New Straits Times
ITALY MAY SEE HUNG PARLIAMENT
But pollsters predict centre-right party, far-right allies will emerge as largest bloc in Parliament
ITALIANS went to the polls yesterday in a vote that could bring political gridlock after an election campaign marked by anger over the listless economy, high unemployment and immigration.
Pollsters have predicted that former prime minister Silvio Berlusconi’s centre-right party and his far-right allies will emerge as the largest bloc in Parliament but fall short of a majority.
The anti-establishment 5-Star Movement looks set to be the biggest single party, feeding off discontent over entrenched corruption and growing poverty, while the ruling centre-left Democratic Party (PD) is seen limping home in third place.
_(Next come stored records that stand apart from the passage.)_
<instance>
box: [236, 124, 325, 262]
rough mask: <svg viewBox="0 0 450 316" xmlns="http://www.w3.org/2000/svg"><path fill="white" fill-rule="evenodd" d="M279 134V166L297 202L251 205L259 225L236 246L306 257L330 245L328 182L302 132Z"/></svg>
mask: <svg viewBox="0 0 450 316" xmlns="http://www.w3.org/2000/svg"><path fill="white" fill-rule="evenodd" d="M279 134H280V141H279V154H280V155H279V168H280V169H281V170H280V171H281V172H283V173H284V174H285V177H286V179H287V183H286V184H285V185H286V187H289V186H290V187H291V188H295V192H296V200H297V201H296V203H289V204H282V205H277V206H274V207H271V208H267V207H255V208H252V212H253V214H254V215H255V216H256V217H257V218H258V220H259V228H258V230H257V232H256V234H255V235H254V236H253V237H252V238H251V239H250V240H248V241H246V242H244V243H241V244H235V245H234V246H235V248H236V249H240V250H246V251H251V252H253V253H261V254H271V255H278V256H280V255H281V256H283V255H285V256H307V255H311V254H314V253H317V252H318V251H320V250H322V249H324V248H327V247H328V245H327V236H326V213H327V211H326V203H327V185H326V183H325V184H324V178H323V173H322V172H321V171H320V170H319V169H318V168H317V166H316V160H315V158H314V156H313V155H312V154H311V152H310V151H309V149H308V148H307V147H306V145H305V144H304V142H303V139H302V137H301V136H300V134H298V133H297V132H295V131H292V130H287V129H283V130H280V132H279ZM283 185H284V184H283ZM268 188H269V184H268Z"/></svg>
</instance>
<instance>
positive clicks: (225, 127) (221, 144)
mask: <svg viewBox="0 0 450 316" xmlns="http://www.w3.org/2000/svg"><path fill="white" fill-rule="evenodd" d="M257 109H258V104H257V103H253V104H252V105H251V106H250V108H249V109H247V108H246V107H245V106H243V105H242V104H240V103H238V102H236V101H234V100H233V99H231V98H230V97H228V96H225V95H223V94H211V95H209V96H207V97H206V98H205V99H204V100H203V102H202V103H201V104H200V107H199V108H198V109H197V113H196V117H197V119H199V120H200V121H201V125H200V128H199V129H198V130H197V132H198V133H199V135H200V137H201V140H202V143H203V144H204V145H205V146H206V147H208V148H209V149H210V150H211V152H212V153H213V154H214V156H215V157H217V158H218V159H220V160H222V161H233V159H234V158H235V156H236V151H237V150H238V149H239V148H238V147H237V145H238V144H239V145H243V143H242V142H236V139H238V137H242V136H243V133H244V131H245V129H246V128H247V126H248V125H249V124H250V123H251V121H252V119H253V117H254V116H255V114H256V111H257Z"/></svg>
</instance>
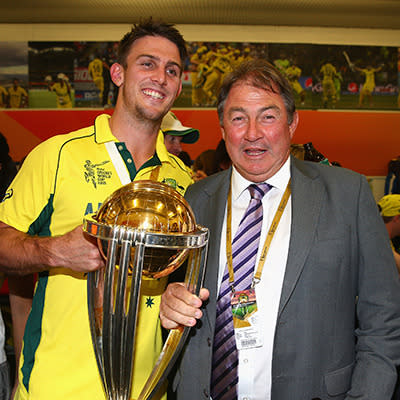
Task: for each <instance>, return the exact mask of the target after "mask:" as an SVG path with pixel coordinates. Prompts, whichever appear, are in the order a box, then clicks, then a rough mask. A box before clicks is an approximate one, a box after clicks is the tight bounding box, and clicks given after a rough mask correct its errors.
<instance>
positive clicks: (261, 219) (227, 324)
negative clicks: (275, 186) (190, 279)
mask: <svg viewBox="0 0 400 400" xmlns="http://www.w3.org/2000/svg"><path fill="white" fill-rule="evenodd" d="M270 188H271V186H270V185H268V184H267V183H260V184H257V185H255V184H252V185H250V186H249V187H248V189H249V192H250V196H251V199H250V203H249V205H248V207H247V210H246V212H245V213H244V215H243V218H242V220H241V222H240V224H239V227H238V230H237V232H236V235H235V238H234V239H233V241H232V264H233V270H234V275H235V285H234V286H235V291H240V290H246V289H249V288H250V286H251V282H252V279H253V273H254V267H255V263H256V257H257V251H258V243H259V242H260V234H261V226H262V218H263V208H262V202H261V200H262V198H263V196H264V195H265V194H266V193H267V192H268V190H269V189H270ZM231 293H232V290H231V285H230V283H229V273H228V267H227V266H226V267H225V271H224V276H223V278H222V283H221V287H220V292H219V296H218V300H217V317H216V322H215V333H214V347H213V365H212V378H211V397H212V399H213V400H236V399H237V389H236V387H237V383H238V374H237V368H238V354H237V348H236V341H235V332H234V328H233V319H232V309H231Z"/></svg>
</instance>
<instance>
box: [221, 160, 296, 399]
mask: <svg viewBox="0 0 400 400" xmlns="http://www.w3.org/2000/svg"><path fill="white" fill-rule="evenodd" d="M289 178H290V158H289V159H288V160H287V161H286V162H285V164H284V165H283V166H282V168H281V169H280V170H279V171H278V172H277V173H276V174H275V175H274V176H273V177H271V178H270V179H268V180H267V181H266V182H267V183H269V184H270V185H272V186H273V187H272V188H271V189H270V191H269V192H268V193H267V194H266V195H265V196H264V197H263V200H262V204H263V224H262V231H261V237H260V244H259V249H258V254H257V260H256V268H257V265H258V260H259V257H260V253H261V251H262V248H263V245H264V242H265V238H266V236H267V233H268V230H269V228H270V226H271V223H272V220H273V218H274V216H275V213H276V210H277V208H278V205H279V203H280V201H281V198H282V195H283V193H284V191H285V189H286V186H287V183H288V182H289ZM251 183H253V182H250V181H248V180H246V179H245V178H243V177H242V176H241V175H240V174H239V173H238V171H237V170H236V169H235V168H233V171H232V180H231V185H232V239H233V238H234V237H235V233H236V231H237V228H238V226H239V223H240V220H241V218H242V216H243V214H244V212H245V210H246V209H247V206H248V204H249V201H250V193H249V191H248V190H246V188H247V187H248V186H249V185H250V184H251ZM291 209H292V207H291V201H290V199H289V201H288V203H287V205H286V208H285V210H284V212H283V215H282V218H281V220H280V222H279V225H278V228H277V230H276V232H275V235H274V237H273V240H272V243H271V246H270V249H269V252H268V254H267V258H266V261H265V264H264V268H263V271H262V275H261V281H260V282H259V283H258V284H257V285H256V287H255V289H256V298H257V307H258V311H257V313H258V314H259V319H260V328H261V337H262V339H263V345H262V346H261V347H257V348H252V349H246V350H240V351H239V370H238V373H239V385H238V400H266V399H270V397H271V367H272V350H273V344H274V335H275V326H276V319H277V314H278V307H279V300H280V296H281V290H282V284H283V278H284V274H285V268H286V262H287V255H288V249H289V238H290V226H291V214H292V213H291ZM221 236H222V237H221V248H220V263H219V280H218V287H219V285H220V284H221V280H222V275H223V272H224V270H225V266H226V210H225V218H224V223H223V227H222V235H221Z"/></svg>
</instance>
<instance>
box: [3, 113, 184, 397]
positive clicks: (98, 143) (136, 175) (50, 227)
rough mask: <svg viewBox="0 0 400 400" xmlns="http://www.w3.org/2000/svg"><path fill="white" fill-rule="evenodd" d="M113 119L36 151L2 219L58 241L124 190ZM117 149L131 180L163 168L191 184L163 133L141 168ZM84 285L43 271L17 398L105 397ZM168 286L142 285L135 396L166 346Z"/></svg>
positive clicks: (3, 199) (25, 231) (64, 270)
Heavily indebted Italy is the third-largest economy in the 19member euro zone, and though investors have been sanguine ahead of the ballot, prolonged political stalemate could reawaken the threat of market instability.
“I’d like to see the parties work together more for the good of the country... There was too much mud-slinging during the campaign,” said Luca Hammad, 20, while leaving a polling station.
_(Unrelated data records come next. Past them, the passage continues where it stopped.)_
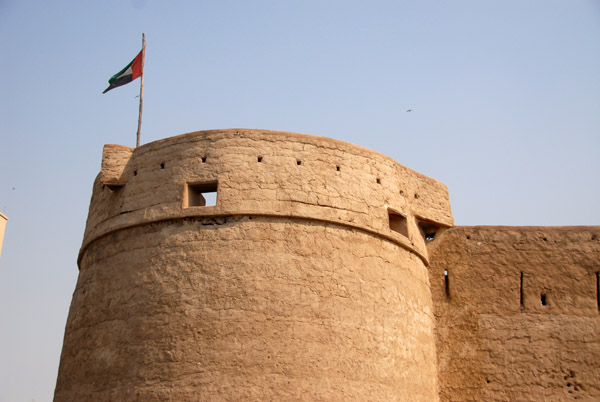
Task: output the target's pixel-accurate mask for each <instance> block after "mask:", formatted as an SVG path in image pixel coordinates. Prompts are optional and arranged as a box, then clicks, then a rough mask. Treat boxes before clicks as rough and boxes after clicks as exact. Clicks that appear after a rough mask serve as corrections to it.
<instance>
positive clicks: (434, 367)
mask: <svg viewBox="0 0 600 402" xmlns="http://www.w3.org/2000/svg"><path fill="white" fill-rule="evenodd" d="M207 183H208V184H211V185H215V186H217V187H216V189H217V193H218V196H217V203H216V205H215V206H194V205H190V202H191V201H190V200H191V198H190V192H193V190H194V186H200V187H202V186H204V185H206V184H207ZM392 212H393V214H396V215H395V216H401V218H402V220H403V222H404V224H405V227H404V228H403V229H402V230H400V231H398V230H396V229H394V230H392V228H391V227H390V213H392ZM423 225H425V226H423ZM451 225H453V220H452V215H451V212H450V206H449V201H448V194H447V190H446V187H445V186H444V185H443V184H441V183H439V182H436V181H435V180H432V179H429V178H427V177H425V176H423V175H420V174H418V173H416V172H414V171H411V170H410V169H407V168H406V167H404V166H402V165H400V164H398V163H397V162H395V161H393V160H391V159H389V158H387V157H385V156H383V155H381V154H378V153H375V152H372V151H368V150H366V149H363V148H360V147H357V146H354V145H351V144H347V143H343V142H340V141H334V140H330V139H326V138H322V137H314V136H307V135H300V134H291V133H281V132H268V131H260V130H219V131H208V132H198V133H191V134H187V135H183V136H179V137H172V138H168V139H165V140H161V141H157V142H154V143H151V144H147V145H144V146H142V147H140V148H137V149H135V150H133V149H131V148H127V147H122V146H114V145H110V146H106V147H105V150H104V154H103V160H102V170H101V172H100V174H99V175H98V178H97V180H96V182H95V184H94V191H93V195H92V201H91V204H90V212H89V216H88V222H87V226H86V232H85V235H84V240H83V244H82V248H81V252H80V256H79V267H80V273H79V278H78V282H77V286H76V289H75V292H74V295H73V301H72V304H71V309H70V312H69V317H68V321H67V327H66V330H65V340H64V346H63V353H62V356H61V363H60V368H59V376H58V381H57V387H56V392H55V400H56V401H72V400H88V399H90V398H91V399H93V400H95V401H108V400H143V401H152V400H156V401H159V400H160V401H164V400H172V401H188V400H189V401H191V400H194V401H196V400H198V399H201V400H232V401H233V400H240V399H244V400H298V399H304V400H344V401H345V400H357V401H363V400H381V401H393V400H399V401H408V400H410V401H418V400H421V401H435V400H437V399H438V396H437V395H438V385H437V375H436V373H437V364H436V355H435V340H434V332H433V331H434V330H433V319H434V317H433V308H432V298H431V291H430V284H429V277H428V272H427V267H426V264H427V262H428V258H429V255H428V252H429V251H428V249H427V246H426V242H425V239H424V234H425V233H424V231H423V228H427V230H431V228H432V227H433V228H440V227H448V226H451Z"/></svg>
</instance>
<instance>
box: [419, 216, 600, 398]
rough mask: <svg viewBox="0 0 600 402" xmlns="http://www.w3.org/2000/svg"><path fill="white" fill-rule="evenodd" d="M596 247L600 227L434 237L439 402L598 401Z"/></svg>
mask: <svg viewBox="0 0 600 402" xmlns="http://www.w3.org/2000/svg"><path fill="white" fill-rule="evenodd" d="M599 238H600V227H562V228H556V227H554V228H553V227H454V228H451V229H448V230H446V231H445V232H444V233H442V234H440V235H439V236H436V238H435V240H434V241H433V242H431V245H430V252H431V265H430V266H429V272H430V281H431V287H432V297H433V303H434V311H435V318H436V345H437V356H438V365H439V384H440V399H441V400H442V401H468V400H471V401H539V400H552V401H558V400H561V401H564V400H575V399H576V400H586V401H597V400H600V314H599V313H600V312H599V303H600V301H599V299H598V297H599V296H598V271H599V270H600V241H599V240H598V239H599ZM444 271H447V272H448V285H446V280H445V275H444ZM521 278H522V279H521ZM446 288H447V290H446ZM542 297H545V300H544V303H545V305H542Z"/></svg>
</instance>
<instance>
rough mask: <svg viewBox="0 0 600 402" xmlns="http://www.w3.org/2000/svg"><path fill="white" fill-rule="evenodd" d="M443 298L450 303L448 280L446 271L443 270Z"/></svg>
mask: <svg viewBox="0 0 600 402" xmlns="http://www.w3.org/2000/svg"><path fill="white" fill-rule="evenodd" d="M444 298H445V299H446V301H450V278H449V277H448V270H447V269H445V270H444Z"/></svg>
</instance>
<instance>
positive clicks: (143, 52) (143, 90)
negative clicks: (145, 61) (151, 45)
mask: <svg viewBox="0 0 600 402" xmlns="http://www.w3.org/2000/svg"><path fill="white" fill-rule="evenodd" d="M145 61H146V36H145V35H144V33H142V73H141V75H140V115H139V117H138V132H137V140H136V144H135V147H136V148H137V147H139V146H140V132H141V131H142V107H143V105H144V62H145Z"/></svg>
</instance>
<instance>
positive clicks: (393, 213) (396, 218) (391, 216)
mask: <svg viewBox="0 0 600 402" xmlns="http://www.w3.org/2000/svg"><path fill="white" fill-rule="evenodd" d="M388 217H389V220H390V230H393V231H394V232H397V233H400V234H401V235H402V236H404V237H408V224H407V222H406V217H405V216H403V215H400V214H399V213H397V212H394V211H391V210H388Z"/></svg>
“I hope these elections bring change for young people. Even if you find a job, wages are so low that it is hardly worth working.”
In a sign of the divisive climate ahead of the vote, some homes in Pavia, near Milan, were marked overnight with stickers that said: “Here lives an anti-fascist.”
Neo-fascist movements have been gaining ground in Italy, where a Nazi sympathiser last month injured six Africans in a shooting incident.
The vote is being held under a complex new electoral law that could mean the final result will not be clear until late today.
Confusion over the new law led to mistakes in 200,000 ballots that had to reprinted overnight in Palermo, where some polling stations delayed opening amid protests from voters.
The campaign marked the return to frontline politics of Berlusconi, 81, who was forced to quit as prime minister in 2011 at the height of a sovereign debt crisis and widely written off after sex scandals, legal woes and ill health.
A 2013 conviction for tax fraud meant he could not hold public office, and he put forward Antonio Tajani, president of the European Parliament, as his candidate for prime minister.
Tajani’s moderate profile aimed to allay fears in Europe about his populist allies, notably the League, whose leader, Matteo Salvini, promised to deport the 600,000 boat migrants who had arrived in Italy over the past four years.
Some pollsters said the League could overtake Berlsuconi’s Forza Italia party yesterday.
Populist parties had been on the rise in Europe since the 2008 financial crisis, but mainstream parties in Italy found it hard to contain voter anger, with the economy still six per cent smaller than a decade ago and unemployment stuck at about 11 per cent.
The 5-Star Movement, led by Luigi Di Maio, 31, had been successful at tapping into the disaffection in the underdeveloped south and promised a monthly universal wage of up to 780 euros (RM3,750) for the poor.
“I think 5-Star will win... but I’m also worried that there won’t be a winner. Both scenarios look catastrophic,” said voter Giuseppe Ottaviani.
Economists said, like many party pledges, Italy could ill-afford the universal wage. But many of the more wild campaign promises were likely to fall by the wayside if there was a hung Parliament and a power-sharing accord had to be hammered out.
Although all party leaders had ruled out any post-election alliances with rivals, Italy had a long history of finding a way out of intractable political stalemate.
But if no one clinches clear victory in the polls, it might take weeks before a government deal was reached.